Dans la mesure où les jeunes nés de parents immigrés connaissent une rupture entre la vie intra-familiale et la vie extra-familiale, ils apprennent la vie sociale principalement en dehors du foyer. Le quartier devient pour eux le lieu d’apprentissage principal, comme ce fut le cas pour d’autres générations dont les parents étaient absents en raison de leur travail. L’absence de travail conduit à l’oisiveté de beaucoup de leurs aînés et de leurs propres pères. Le temps passé dans l’entreprise ne peut trouver d’équivalent : il n’y aura jamais de structures de remplacement pour offrir des occupations à défaut de travail.

 

Le train de vie de certains jeunes adultes peut devenir pour certains adolescents un exemple de réussite, quels qu’en soient les moyens. La relative impunité des moyens illégaux qui assurent ces réussites peut donner l’idée aux plus jeunes que toute la société fonctionne ainsi : combine, débrouillardise, trafic… La dénonciation médiatisée de la corruption dans les sphères économiques et politiques ne peut qu’accréditer cette représentation de la société.

 

Le sentiment d’être exclus du système social basé sur la réussite scolaire et professionnelle est compensé par le sentiment de pouvoir réussir autrement. Mais la «galère » est devenue un mode de vie qui ne réussit qu’à quelques-uns. La grande majorité des jeunes des banlieues espèrent s’en sortir, mais ils n’ont pas les codes sociaux qui leur permettent de comprendre comment.

thème

Culture

sources

 

 

JEUDY, H.P.

plusieurs ouvrages sur la fête et la musique

Des produits culturels visent précisément les adolescents avec les équipements appropriés.

 

Les produits musicaux, depuis quelques décennies, ont trouvé là une clientèle.
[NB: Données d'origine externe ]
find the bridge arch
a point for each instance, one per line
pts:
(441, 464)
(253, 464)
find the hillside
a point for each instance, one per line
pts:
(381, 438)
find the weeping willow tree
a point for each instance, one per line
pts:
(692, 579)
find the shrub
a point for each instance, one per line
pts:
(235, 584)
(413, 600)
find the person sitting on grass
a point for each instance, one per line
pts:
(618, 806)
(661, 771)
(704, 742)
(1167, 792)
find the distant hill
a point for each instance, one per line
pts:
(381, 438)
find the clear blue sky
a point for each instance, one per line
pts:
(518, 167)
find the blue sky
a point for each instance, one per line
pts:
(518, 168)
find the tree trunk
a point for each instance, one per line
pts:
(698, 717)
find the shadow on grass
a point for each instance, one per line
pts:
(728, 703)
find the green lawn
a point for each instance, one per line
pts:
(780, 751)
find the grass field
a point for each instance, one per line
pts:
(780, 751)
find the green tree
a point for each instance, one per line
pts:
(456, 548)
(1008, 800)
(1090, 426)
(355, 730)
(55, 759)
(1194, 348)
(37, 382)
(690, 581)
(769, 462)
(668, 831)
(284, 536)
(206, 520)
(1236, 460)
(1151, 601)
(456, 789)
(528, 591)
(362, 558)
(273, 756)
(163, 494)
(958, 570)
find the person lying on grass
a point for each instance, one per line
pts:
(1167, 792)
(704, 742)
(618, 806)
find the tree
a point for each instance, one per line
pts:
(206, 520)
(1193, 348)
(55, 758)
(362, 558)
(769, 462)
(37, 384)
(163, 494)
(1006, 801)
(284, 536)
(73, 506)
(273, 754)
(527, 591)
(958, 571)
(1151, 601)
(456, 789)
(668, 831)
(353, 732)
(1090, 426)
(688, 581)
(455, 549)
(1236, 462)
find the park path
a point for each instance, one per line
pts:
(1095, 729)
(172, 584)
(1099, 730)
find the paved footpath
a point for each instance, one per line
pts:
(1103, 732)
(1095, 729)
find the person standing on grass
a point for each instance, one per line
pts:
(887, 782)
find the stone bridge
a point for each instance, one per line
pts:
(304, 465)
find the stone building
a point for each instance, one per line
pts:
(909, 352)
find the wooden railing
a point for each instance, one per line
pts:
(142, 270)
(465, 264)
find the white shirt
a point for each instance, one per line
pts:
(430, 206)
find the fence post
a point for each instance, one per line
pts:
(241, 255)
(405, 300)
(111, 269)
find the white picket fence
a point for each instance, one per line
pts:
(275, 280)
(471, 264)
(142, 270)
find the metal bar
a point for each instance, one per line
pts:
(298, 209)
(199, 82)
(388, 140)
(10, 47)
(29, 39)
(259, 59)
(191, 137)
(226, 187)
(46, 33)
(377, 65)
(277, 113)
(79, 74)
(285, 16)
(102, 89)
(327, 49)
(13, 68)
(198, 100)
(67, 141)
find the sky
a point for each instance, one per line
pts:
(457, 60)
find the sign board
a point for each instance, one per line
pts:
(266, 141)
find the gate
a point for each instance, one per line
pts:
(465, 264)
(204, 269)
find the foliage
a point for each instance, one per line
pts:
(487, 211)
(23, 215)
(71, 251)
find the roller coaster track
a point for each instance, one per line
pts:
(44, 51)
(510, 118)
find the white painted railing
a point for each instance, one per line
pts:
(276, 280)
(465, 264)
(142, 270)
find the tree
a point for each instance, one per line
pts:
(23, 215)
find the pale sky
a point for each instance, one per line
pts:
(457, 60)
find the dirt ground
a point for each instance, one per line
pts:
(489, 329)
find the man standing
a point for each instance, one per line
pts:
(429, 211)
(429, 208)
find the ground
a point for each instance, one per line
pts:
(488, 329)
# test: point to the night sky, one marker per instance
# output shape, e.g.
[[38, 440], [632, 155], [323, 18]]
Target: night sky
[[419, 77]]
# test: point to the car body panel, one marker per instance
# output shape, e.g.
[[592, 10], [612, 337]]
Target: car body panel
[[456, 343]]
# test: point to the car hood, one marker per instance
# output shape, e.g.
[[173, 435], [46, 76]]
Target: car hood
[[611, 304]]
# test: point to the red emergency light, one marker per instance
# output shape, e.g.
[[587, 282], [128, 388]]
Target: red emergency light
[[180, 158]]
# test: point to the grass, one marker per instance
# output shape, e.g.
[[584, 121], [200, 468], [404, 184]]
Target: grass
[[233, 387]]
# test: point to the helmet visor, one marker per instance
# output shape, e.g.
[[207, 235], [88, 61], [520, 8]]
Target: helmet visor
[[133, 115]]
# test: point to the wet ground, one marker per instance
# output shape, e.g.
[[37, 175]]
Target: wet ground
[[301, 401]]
Hier transistor pour les émissions radiophoniques, aujourd’hui walkman pour les CD-ROM, télévision pour certaines chaînes ou feuilletons, permettent aux jeunes de s’isoler du reste de la famille sans être seuls mais au contraire de s’agréger à une «tribu » caractérisée par des goûts et des comportements identiques.

 

Les concerts sont l’occasion de visibiliser ces proximités et de renforcer les liens entre chacun et les modèles qui les attirent. Les uns sont attirés par le style amical (genre Goldman) ou violent (hier le rock de Halliday, aujourd’hui tendance Métal). Ce sont des moments de communion intenses particulièrement bien adaptés aux désirs de cet âge.

 

Dans l’entre-deux guerres c’étaient les stratèges idéologiques qui avaient su tirer profit, pour le meilleur et pour le pire, des tendances adolescentes avec de grand rassemblement politiques ou religieux, autour de leader charismatique, séducteur des foules. Depuis quarante ans ce sont les stratèges économiques qui ont pris le relais et depuis vingt ans reviennent les rassemblements à but idéologique, qu’il soit religieux ou humanitaire.

 

L’intensité du moment vécu est pour les jeunes le but recherché et pour les organisateurs le moyen de faire passer des messages : de consommation (produits dérivés…), d’engagement pour des causes (Resto du cœur, lutte antiraciste, attachement au Pape…).

 

C’est ainsi que le souvenir de tels événements est entretenu par les traces qu’ils laissent : disques, tee-shirts, pétitions, adhésions, vidéo… La démarche marketing se poursuivra à partir de ces éléments pour maintenir le contact, jusqu’au prochain événement. Il conviendra dès lors aux organisateurs d’attirer une nouvelle génération sans perdre ceux qui ont vieilli.